Ilia Mirkin
2014-May-13 15:33 UTC
[Nouveau] [PATCH 1/2] nv50/ir: make sure that texprep/texquerylod's args get coalesced
Signed-off-by: Ilia Mirkin <imirkin at alum.mit.edu>
Cc: "10.2" <mesa-stable at lists.freedesktop.org>
---
Not 100% sure of the significance of this code, but this seems like the
correct thing to do... will definitely run it through a full piglit run before
pushing out.
src/gallium/drivers/nouveau/codegen/nv50_ir_ra.cpp | 2 ++
1 file changed, 2 insertions(+)
diff --git a/src/gallium/drivers/nouveau/codegen/nv50_ir_ra.cpp
b/src/gallium/drivers/nouveau/codegen/nv50_ir_ra.cpp
index 60a6a3f..b284081 100644
--- a/src/gallium/drivers/nouveau/codegen/nv50_ir_ra.cpp
+++ b/src/gallium/drivers/nouveau/codegen/nv50_ir_ra.cpp
@@ -998,7 +998,9 @@ GCRA::doCoalesce(ArrayList& insns, unsigned int mask)
case OP_TXQ:
case OP_TXD:
case OP_TXG:
+ case OP_TXLQ:
case OP_TEXCSAA:
+ case OP_TEXPREP:
if (!(mask & JOIN_MASK_TEX))
break;
for (c = 0; insn->srcExists(c) && c != insn->predSrc;
++c)
--
1.8.5.5
Ilia Mirkin
2014-May-13 15:33 UTC
[Nouveau] [PATCH 2/2] nv50/ir: fix integer mul lowering for u32 x u32 -> high u32
UNION appears to expect that all of its defines are conditional.
Otherwise it inserts a mov instruction which overwrites the desired
result.

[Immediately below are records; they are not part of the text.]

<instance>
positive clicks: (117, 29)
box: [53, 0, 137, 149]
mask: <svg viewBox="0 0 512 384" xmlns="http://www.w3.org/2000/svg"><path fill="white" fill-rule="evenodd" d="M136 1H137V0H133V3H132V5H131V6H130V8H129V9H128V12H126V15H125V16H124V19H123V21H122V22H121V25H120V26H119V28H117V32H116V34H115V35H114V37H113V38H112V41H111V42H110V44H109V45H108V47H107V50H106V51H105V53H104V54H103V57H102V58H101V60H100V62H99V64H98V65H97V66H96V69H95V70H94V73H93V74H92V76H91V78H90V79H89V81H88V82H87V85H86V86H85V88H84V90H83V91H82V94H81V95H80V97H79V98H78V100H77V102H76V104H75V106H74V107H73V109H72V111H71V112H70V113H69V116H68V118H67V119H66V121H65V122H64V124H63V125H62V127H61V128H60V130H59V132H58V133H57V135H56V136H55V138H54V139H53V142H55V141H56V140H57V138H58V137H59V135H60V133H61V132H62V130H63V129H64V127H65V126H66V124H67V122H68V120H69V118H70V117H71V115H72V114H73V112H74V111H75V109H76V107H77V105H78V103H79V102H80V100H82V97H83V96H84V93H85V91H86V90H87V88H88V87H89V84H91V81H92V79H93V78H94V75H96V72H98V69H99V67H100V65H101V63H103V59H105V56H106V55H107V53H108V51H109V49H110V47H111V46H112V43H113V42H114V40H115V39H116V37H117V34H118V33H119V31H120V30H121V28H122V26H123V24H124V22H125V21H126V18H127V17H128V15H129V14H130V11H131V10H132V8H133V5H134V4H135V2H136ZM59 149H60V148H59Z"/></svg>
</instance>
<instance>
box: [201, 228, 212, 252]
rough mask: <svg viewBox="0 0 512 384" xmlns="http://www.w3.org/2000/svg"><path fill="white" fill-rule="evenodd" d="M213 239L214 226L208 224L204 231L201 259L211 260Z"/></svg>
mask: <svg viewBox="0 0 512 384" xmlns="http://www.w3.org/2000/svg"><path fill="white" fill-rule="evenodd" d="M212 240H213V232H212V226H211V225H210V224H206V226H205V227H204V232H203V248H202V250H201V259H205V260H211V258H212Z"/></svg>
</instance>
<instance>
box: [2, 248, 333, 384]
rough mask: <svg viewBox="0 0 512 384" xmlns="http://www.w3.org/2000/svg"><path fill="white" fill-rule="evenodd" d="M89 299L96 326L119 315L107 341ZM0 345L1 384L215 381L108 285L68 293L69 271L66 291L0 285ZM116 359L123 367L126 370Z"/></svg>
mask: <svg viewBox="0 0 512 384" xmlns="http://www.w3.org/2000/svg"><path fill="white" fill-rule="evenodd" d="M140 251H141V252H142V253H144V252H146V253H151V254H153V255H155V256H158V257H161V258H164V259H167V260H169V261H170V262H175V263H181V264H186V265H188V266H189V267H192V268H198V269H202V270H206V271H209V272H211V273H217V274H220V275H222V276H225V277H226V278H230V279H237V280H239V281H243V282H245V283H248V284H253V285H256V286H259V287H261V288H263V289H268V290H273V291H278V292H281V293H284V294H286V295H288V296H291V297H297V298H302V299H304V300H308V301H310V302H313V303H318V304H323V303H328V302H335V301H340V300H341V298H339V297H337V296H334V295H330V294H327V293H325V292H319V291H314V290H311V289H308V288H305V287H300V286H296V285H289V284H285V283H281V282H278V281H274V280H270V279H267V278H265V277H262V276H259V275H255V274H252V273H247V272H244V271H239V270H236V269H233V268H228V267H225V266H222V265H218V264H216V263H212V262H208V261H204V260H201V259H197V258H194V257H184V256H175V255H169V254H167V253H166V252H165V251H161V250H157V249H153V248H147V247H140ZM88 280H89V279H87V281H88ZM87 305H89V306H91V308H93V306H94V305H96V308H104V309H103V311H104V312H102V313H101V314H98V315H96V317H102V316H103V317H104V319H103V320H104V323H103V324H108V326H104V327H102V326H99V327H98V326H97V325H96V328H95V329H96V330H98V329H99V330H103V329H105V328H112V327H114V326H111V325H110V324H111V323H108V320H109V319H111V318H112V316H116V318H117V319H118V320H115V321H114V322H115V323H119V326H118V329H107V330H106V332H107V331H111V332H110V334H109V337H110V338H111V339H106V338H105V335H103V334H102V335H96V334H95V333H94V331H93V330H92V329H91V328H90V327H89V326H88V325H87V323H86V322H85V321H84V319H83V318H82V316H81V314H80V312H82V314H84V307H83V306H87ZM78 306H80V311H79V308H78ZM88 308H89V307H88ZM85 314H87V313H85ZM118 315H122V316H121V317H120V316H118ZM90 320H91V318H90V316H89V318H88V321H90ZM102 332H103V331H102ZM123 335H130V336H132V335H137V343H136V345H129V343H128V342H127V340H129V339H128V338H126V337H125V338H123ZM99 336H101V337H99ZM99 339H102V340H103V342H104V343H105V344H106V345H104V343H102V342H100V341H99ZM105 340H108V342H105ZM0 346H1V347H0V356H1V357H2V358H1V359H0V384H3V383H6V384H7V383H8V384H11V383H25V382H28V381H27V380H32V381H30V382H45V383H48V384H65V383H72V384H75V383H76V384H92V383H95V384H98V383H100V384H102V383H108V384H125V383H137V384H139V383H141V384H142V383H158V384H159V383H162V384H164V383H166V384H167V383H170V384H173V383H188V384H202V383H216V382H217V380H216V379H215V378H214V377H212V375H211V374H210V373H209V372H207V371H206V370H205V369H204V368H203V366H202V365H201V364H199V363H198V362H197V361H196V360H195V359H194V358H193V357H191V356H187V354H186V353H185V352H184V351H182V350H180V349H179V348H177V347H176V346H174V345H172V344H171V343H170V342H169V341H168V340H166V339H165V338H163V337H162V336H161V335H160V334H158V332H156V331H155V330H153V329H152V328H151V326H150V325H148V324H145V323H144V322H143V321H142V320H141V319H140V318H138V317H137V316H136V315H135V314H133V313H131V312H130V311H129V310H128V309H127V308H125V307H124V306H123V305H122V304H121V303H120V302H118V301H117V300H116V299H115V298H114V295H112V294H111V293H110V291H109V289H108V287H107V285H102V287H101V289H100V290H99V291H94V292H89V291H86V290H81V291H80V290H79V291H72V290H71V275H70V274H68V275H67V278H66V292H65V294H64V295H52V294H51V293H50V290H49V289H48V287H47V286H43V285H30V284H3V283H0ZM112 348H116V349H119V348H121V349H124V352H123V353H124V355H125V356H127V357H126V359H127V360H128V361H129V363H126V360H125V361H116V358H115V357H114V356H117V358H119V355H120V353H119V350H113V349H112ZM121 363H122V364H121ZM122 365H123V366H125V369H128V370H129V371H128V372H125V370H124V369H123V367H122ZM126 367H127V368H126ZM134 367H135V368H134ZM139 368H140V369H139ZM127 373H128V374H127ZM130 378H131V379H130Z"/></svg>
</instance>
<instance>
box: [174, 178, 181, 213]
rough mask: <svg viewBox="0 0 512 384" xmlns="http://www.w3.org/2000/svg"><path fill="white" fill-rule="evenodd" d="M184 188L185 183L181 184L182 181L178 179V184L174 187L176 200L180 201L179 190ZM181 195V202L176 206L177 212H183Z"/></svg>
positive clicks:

This fixes tests that use UMUL_HI, and much less directly,
unsigned integer division by a constant, which uses this functionality
in its lowering.
Signed-off-by: Ilia Mirkin <imirkin at alum.mit.edu>
Cc: "10.1 10.2" <mesa-stable at lists.freedesktop.org>
---
The S32 version of this logic is busted too (thankfully there is no IMUL
instruction so it normally doesn't come up). However division by signed
integer is still broken as a result. Fixing it will require more changes, but
those will rely on the unsigned case working.

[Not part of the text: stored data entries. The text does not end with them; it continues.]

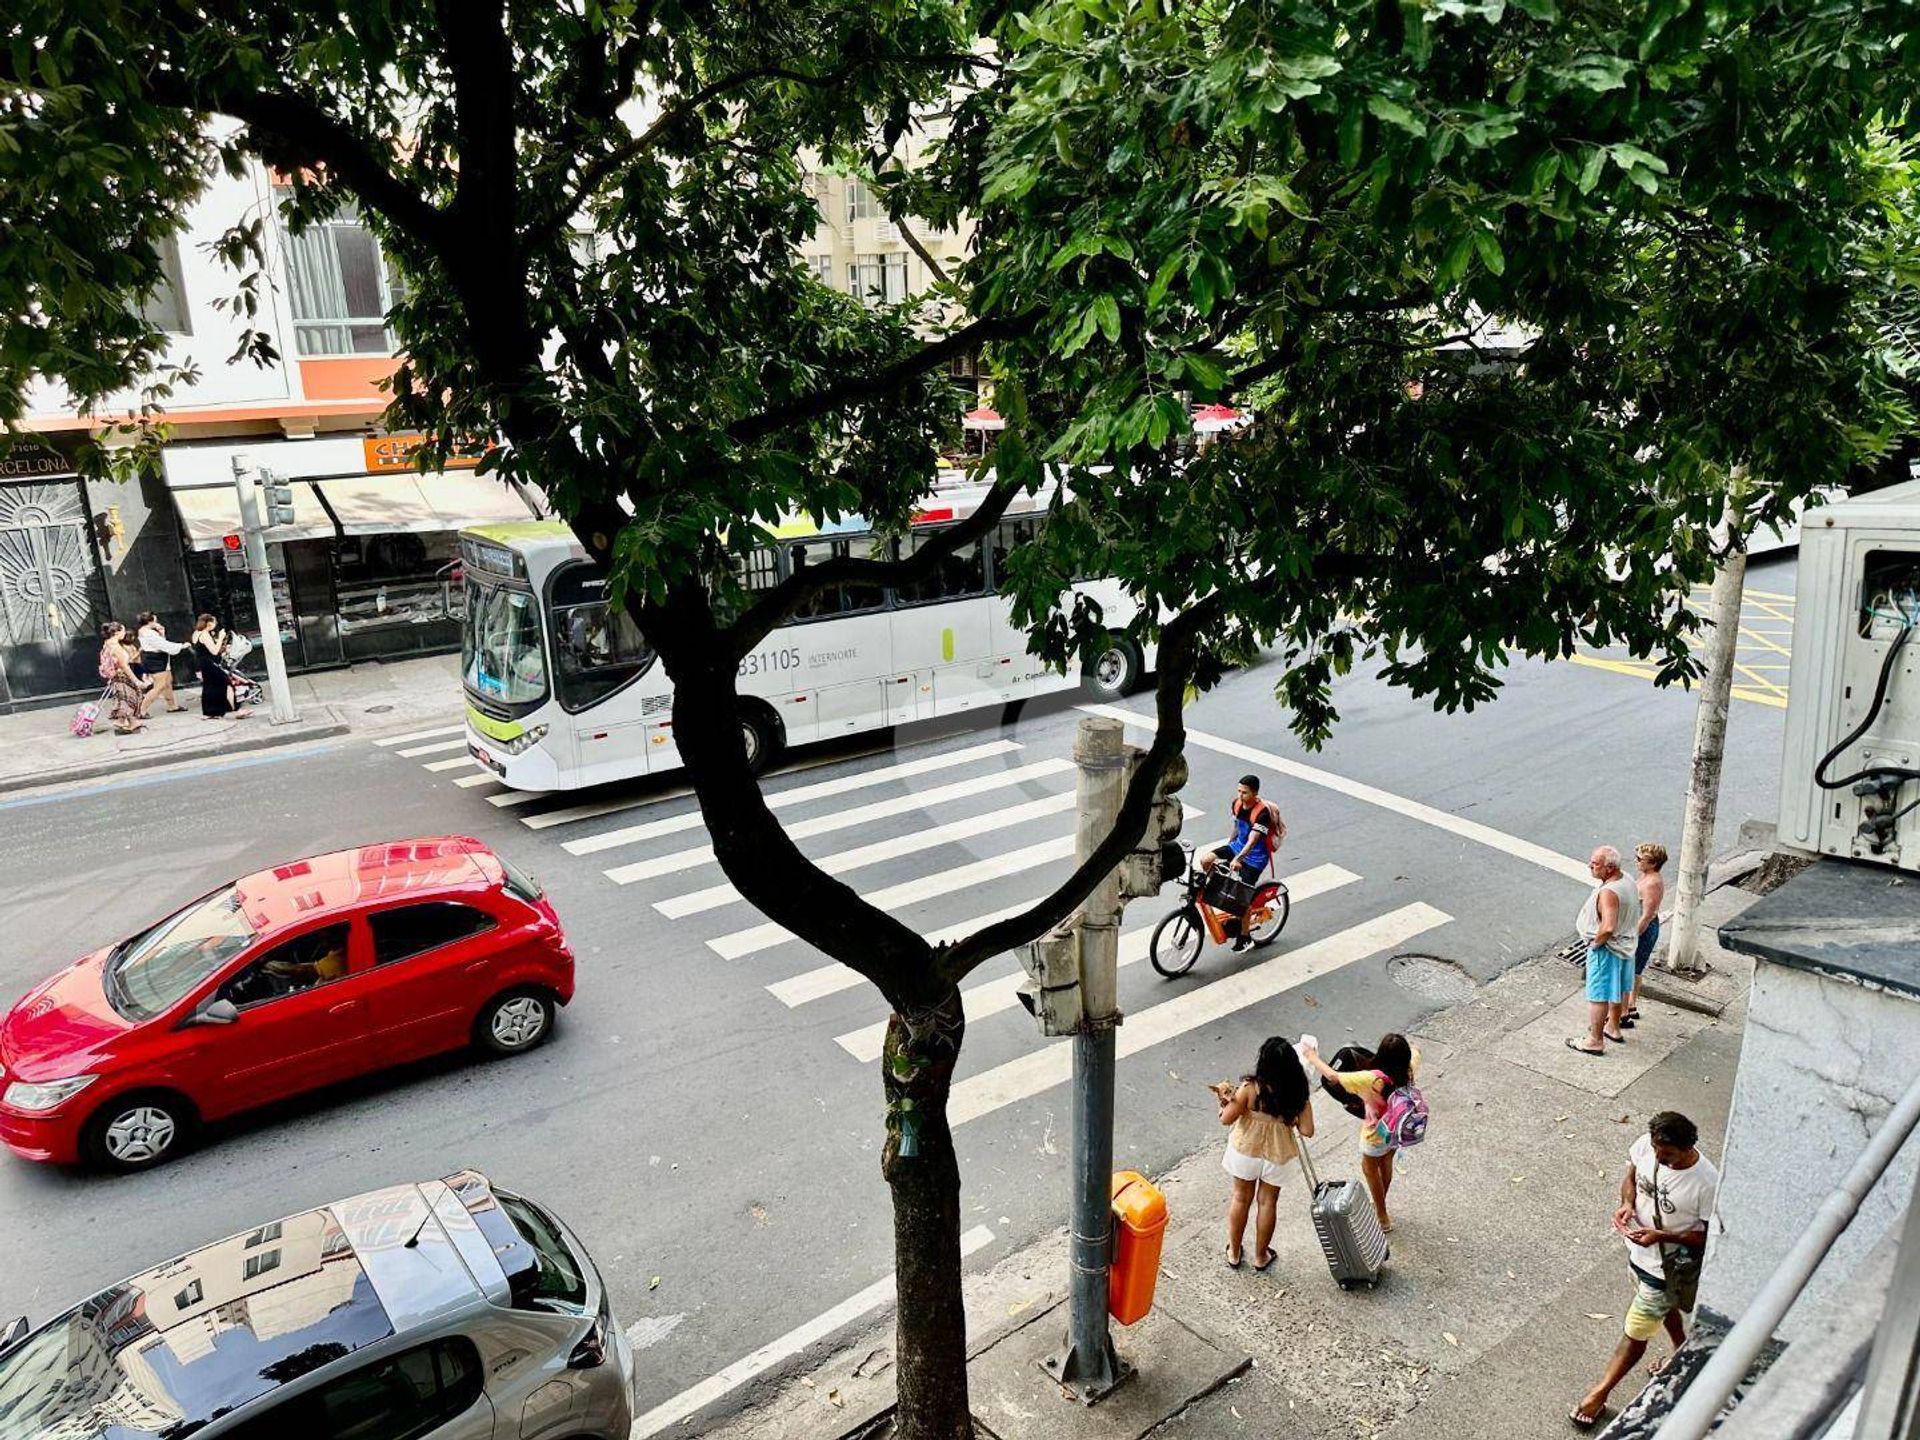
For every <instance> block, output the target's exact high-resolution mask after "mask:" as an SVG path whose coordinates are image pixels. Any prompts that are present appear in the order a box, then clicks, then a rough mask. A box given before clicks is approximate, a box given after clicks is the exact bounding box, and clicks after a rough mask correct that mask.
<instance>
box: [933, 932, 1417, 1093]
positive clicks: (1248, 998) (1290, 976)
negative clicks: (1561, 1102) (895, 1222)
mask: <svg viewBox="0 0 1920 1440" xmlns="http://www.w3.org/2000/svg"><path fill="white" fill-rule="evenodd" d="M1450 920H1452V916H1450V914H1446V912H1444V910H1434V908H1432V906H1430V904H1425V902H1419V900H1417V902H1413V904H1404V906H1402V908H1398V910H1392V912H1388V914H1384V916H1377V918H1373V920H1367V922H1363V924H1359V925H1352V927H1350V929H1342V931H1338V933H1334V935H1329V937H1327V939H1321V941H1313V943H1311V945H1302V947H1300V948H1298V950H1281V952H1279V954H1277V956H1273V958H1271V960H1263V962H1261V964H1258V966H1254V968H1252V970H1242V972H1240V973H1238V975H1227V977H1225V979H1217V981H1213V983H1212V985H1202V987H1200V989H1196V991H1187V995H1181V996H1175V998H1173V1000H1164V1002H1160V1004H1156V1006H1150V1008H1148V1010H1140V1012H1139V1014H1133V1016H1127V1020H1125V1023H1121V1027H1119V1029H1117V1031H1116V1035H1117V1039H1116V1054H1117V1056H1119V1058H1121V1060H1125V1058H1127V1056H1133V1054H1139V1052H1140V1050H1146V1048H1148V1046H1154V1044H1160V1043H1162V1041H1171V1039H1177V1037H1179V1035H1187V1033H1188V1031H1194V1029H1200V1027H1202V1025H1212V1023H1213V1021H1219V1020H1225V1018H1227V1016H1231V1014H1235V1012H1238V1010H1246V1008H1248V1006H1254V1004H1260V1002H1261V1000H1271V998H1275V996H1277V995H1284V993H1286V991H1294V989H1300V987H1302V985H1308V983H1311V981H1315V979H1319V977H1321V975H1327V973H1332V972H1334V970H1340V968H1342V966H1350V964H1354V962H1356V960H1365V958H1367V956H1373V954H1379V952H1380V950H1388V948H1392V947H1396V945H1404V943H1405V941H1409V939H1413V937H1415V935H1421V933H1425V931H1428V929H1434V927H1438V925H1444V924H1448V922H1450ZM1071 1073H1073V1043H1071V1041H1056V1043H1052V1044H1048V1046H1044V1048H1041V1050H1033V1052H1029V1054H1023V1056H1020V1058H1018V1060H1008V1062H1006V1064H1004V1066H995V1068H993V1069H985V1071H981V1073H979V1075H970V1077H968V1079H964V1081H960V1083H956V1085H954V1087H952V1094H950V1096H948V1100H947V1119H948V1123H950V1125H966V1123H968V1121H970V1119H979V1117H981V1116H991V1114H993V1112H995V1110H1002V1108H1006V1106H1010V1104H1014V1102H1018V1100H1025V1098H1029V1096H1035V1094H1039V1092H1041V1091H1050V1089H1052V1087H1054V1085H1062V1083H1066V1081H1068V1079H1069V1077H1071Z"/></svg>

src/gallium/drivers/nouveau/codegen/nv50_ir_lowering_nv50.cpp | 7 ++++---
1 file changed, 4 insertions(+), 3 deletions(-)

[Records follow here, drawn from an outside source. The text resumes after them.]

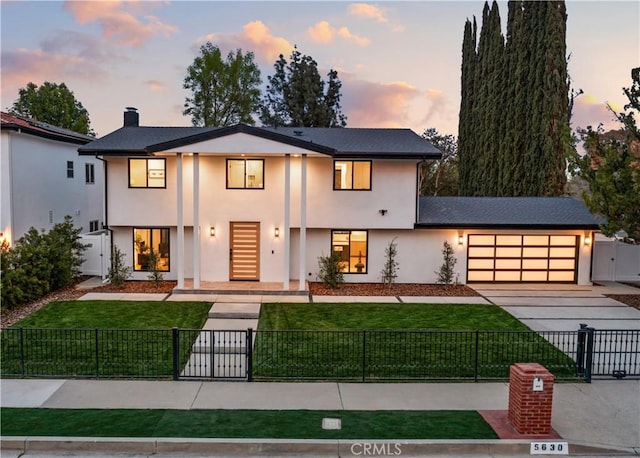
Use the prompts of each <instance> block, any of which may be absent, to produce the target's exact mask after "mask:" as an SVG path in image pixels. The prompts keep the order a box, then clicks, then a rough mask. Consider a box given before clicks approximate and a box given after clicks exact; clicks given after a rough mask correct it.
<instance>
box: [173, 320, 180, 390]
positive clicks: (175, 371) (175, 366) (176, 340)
mask: <svg viewBox="0 0 640 458" xmlns="http://www.w3.org/2000/svg"><path fill="white" fill-rule="evenodd" d="M171 342H172V345H171V347H172V350H173V351H172V355H173V379H174V380H178V378H179V376H180V332H179V331H178V328H172V329H171Z"/></svg>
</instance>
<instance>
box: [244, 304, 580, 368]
mask: <svg viewBox="0 0 640 458" xmlns="http://www.w3.org/2000/svg"><path fill="white" fill-rule="evenodd" d="M316 330H317V331H316ZM476 330H477V331H476ZM524 361H526V362H539V363H541V364H543V365H545V366H546V367H547V368H548V369H549V370H551V371H552V372H553V373H554V374H555V375H556V377H557V378H570V379H572V378H574V377H575V365H574V363H573V361H572V360H571V358H569V357H568V356H567V355H565V354H564V353H562V352H561V351H560V350H558V349H557V348H556V347H554V346H553V345H551V344H550V343H549V342H547V340H545V339H544V338H543V337H541V336H540V335H539V334H537V333H535V332H533V331H531V330H530V329H529V328H528V327H526V326H525V325H524V324H522V323H521V322H520V321H518V320H517V319H516V318H514V317H513V316H512V315H510V314H508V313H507V312H505V311H504V310H502V309H501V308H500V307H497V306H493V305H452V304H267V305H264V306H263V308H262V312H261V317H260V325H259V332H258V334H257V337H256V343H255V346H254V356H253V364H254V366H253V368H254V370H253V375H254V377H255V378H256V379H258V380H269V379H288V378H290V379H315V380H318V379H320V380H331V379H342V380H357V381H368V380H395V381H397V380H440V379H461V380H475V379H483V380H506V379H508V378H509V367H510V366H511V365H512V364H513V363H516V362H524Z"/></svg>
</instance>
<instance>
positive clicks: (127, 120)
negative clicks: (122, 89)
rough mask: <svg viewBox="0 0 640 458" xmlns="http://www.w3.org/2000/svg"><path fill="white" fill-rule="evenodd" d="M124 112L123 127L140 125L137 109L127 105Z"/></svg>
mask: <svg viewBox="0 0 640 458" xmlns="http://www.w3.org/2000/svg"><path fill="white" fill-rule="evenodd" d="M126 110H127V111H125V112H124V127H138V126H139V125H140V115H139V114H138V109H137V108H134V107H127V108H126Z"/></svg>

diff --git a/src/gallium/drivers/nouveau/codegen/nv50_ir_lowering_nv50.cpp
b/src/gallium/drivers/nouveau/codegen/nv50_ir_lowering_nv50.cpp
index 63db1d7..b17d57d 100644
--- a/src/gallium/drivers/nouveau/codegen/nv50_ir_lowering_nv50.cpp
+++ b/src/gallium/drivers/nouveau/codegen/nv50_ir_lowering_nv50.cpp
@@ -75,16 +75,17 @@ expandIntegerMUL(BuildUtil *bld, Instruction *mul)
i[4] = bld->mkOp3(OP_MAD, fTy, t[3], a[0], b[0], t[2]);
if (highResult) {
- Value *r[3];
+ Value *r[4];
Value *imm = bld->loadImm(NULL, 1 << (halfSize * 8));
c[0] = bld->getSSA(1, FILE_FLAGS);
c[1] = bld->getSSA(1, FILE_FLAGS);
- for (int j = 0; j < 3; ++j)
+ for (int j = 0; j < 4; ++j)
r[j] = bld->getSSA(fullSize);
i[8] = bld->mkOp2(OP_SHR, fTy, r[0], t[1], bld->mkImm(halfSize *
8));
i[6] = bld->mkOp2(OP_ADD, fTy, r[1], r[0], imm);
- bld->mkOp2(OP_UNION, TYPE_U32, r[2], r[1], r[0]);
+ bld->mkMov(r[3], r[0])->setPredicate(CC_NC, c[0]);
+ bld->mkOp2(OP_UNION, TYPE_U32, r[2], r[1], r[3]);
i[5] = bld->mkOp3(OP_MAD, fTy, mul->getDef(0), a[1], b[1], r[2]);
// set carry defs / sources
--
1.8.5.5
Reasonably Related Threads
- [PATCH 1/2] nv50/ir: fix s32 x s32 -> high s32 multiply logic
- [PATCH] gm107/ir: fix loading z offset for layered 3d image bindings
- [PATCH 1/2] nv50/ir: add fp64 support on G200 (NVA0)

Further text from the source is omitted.